Wednesday 16 March 2016

Why "Forever on the Boat"?

In college campuses across America, people of South Asian origin are roughly divided into two groups – the FOBs (Fresh Off the Boats) and the ABCDs (American Born Confused Desis) - academically (and less interestingly) known as first and second-generation immigrants. “FOBs and ABCDs, the twain shall never meet”, an ABCD acquaintance of mine was kind enough to inform me one day. To a large extent, I noticed that to be true. But it’s not 1965 any more and the old immigration model – of leaving your home country for a new life in another, returning perhaps only for short visits – is no longer relevant.

For example, where did I fit in? Technically, having moved to the US only for college, I was “fresh off the boat” but my boat had started in Hong Kong, and not India. My boat actually has a much more complicated path. The route goes: India-Hong Kong-India-USA-India; making the answer to “where are you from” long enough to put the casual asker to sleep.
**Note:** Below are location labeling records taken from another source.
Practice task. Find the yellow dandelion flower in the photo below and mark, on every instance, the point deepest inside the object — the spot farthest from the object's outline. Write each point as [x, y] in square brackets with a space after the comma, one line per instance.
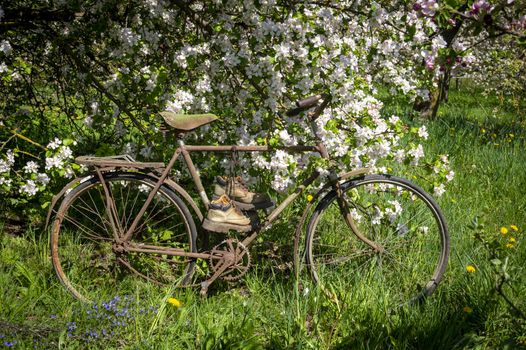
[175, 302]
[470, 268]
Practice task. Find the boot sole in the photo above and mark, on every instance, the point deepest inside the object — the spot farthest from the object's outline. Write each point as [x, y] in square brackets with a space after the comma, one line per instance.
[213, 226]
[249, 206]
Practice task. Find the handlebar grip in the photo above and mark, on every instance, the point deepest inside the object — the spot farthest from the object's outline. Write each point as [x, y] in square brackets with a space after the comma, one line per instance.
[309, 101]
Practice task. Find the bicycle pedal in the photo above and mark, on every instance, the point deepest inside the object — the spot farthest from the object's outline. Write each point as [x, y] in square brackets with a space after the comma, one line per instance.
[222, 227]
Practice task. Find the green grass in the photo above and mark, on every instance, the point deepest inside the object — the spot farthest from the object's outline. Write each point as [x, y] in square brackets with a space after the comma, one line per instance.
[269, 308]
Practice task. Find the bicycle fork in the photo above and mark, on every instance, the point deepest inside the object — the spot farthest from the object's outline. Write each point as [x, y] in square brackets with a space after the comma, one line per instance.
[344, 209]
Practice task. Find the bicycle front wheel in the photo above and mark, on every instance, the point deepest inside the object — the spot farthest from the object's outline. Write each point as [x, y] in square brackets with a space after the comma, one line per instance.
[88, 255]
[395, 214]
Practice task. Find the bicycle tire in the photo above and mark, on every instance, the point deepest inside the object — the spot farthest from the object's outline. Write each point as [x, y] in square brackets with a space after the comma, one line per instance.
[83, 246]
[412, 231]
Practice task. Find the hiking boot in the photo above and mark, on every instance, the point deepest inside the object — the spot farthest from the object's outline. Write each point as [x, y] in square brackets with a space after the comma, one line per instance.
[238, 191]
[222, 210]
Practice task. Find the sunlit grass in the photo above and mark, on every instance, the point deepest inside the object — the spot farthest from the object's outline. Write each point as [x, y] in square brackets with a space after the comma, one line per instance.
[270, 308]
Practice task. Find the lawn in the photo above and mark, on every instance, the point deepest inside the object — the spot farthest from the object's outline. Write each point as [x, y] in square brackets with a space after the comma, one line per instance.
[270, 308]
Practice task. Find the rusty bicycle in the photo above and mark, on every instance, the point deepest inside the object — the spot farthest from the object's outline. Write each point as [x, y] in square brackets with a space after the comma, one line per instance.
[130, 222]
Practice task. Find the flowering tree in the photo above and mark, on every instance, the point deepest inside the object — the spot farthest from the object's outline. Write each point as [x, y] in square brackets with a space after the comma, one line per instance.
[94, 76]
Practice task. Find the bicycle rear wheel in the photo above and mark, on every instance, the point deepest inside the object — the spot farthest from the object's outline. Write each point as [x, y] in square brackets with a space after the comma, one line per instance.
[389, 211]
[93, 265]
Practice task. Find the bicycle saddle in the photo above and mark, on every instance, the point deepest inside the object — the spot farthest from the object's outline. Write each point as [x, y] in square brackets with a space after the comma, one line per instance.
[187, 122]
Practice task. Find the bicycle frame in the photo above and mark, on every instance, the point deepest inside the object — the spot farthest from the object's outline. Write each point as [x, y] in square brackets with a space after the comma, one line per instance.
[184, 152]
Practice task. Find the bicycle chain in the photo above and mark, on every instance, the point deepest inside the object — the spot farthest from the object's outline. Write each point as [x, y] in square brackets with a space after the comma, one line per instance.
[237, 270]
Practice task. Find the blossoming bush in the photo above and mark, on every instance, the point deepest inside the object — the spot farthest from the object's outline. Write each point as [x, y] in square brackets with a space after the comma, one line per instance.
[98, 75]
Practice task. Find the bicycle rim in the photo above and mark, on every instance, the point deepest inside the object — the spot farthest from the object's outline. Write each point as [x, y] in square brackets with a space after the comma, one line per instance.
[87, 259]
[393, 213]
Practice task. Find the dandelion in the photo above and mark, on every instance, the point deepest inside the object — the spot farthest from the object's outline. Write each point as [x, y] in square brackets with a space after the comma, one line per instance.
[175, 302]
[470, 269]
[467, 309]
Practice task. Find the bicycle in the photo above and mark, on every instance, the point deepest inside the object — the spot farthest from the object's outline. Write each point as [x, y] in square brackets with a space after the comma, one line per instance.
[130, 221]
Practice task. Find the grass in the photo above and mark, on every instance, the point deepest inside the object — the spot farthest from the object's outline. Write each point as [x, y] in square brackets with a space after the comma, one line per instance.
[269, 308]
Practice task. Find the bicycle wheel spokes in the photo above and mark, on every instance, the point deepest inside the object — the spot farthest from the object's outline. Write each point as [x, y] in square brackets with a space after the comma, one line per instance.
[394, 214]
[89, 258]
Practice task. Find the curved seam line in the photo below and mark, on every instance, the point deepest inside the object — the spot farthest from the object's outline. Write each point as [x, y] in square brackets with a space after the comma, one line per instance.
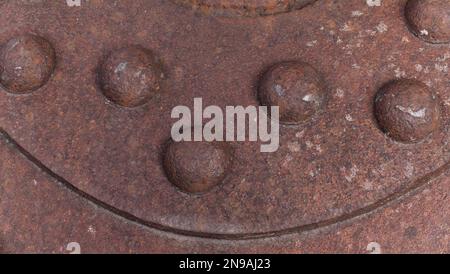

The term “fresh off the boat” also implies that your “boat” has docked, moored for an immigrant eternity. But my boat has never docked for more than a couple of years at a time and I fully intend to get back on soon.


So although I’ve just gotten off the boat, “fresh off the boat” doesn’t really fit me. Neither does ABCD, for I am neither American born nor bred, although living in the US changed my life. But I certainly am I confused desi, unsure how to even hyphenate my own cultural and national identity. Hong Konger-Indian? Indian-HongKonger? RNRI? All of those sound as clunky as clogs so that’s how I settled on “Confused Desi – Forever on the Boat”.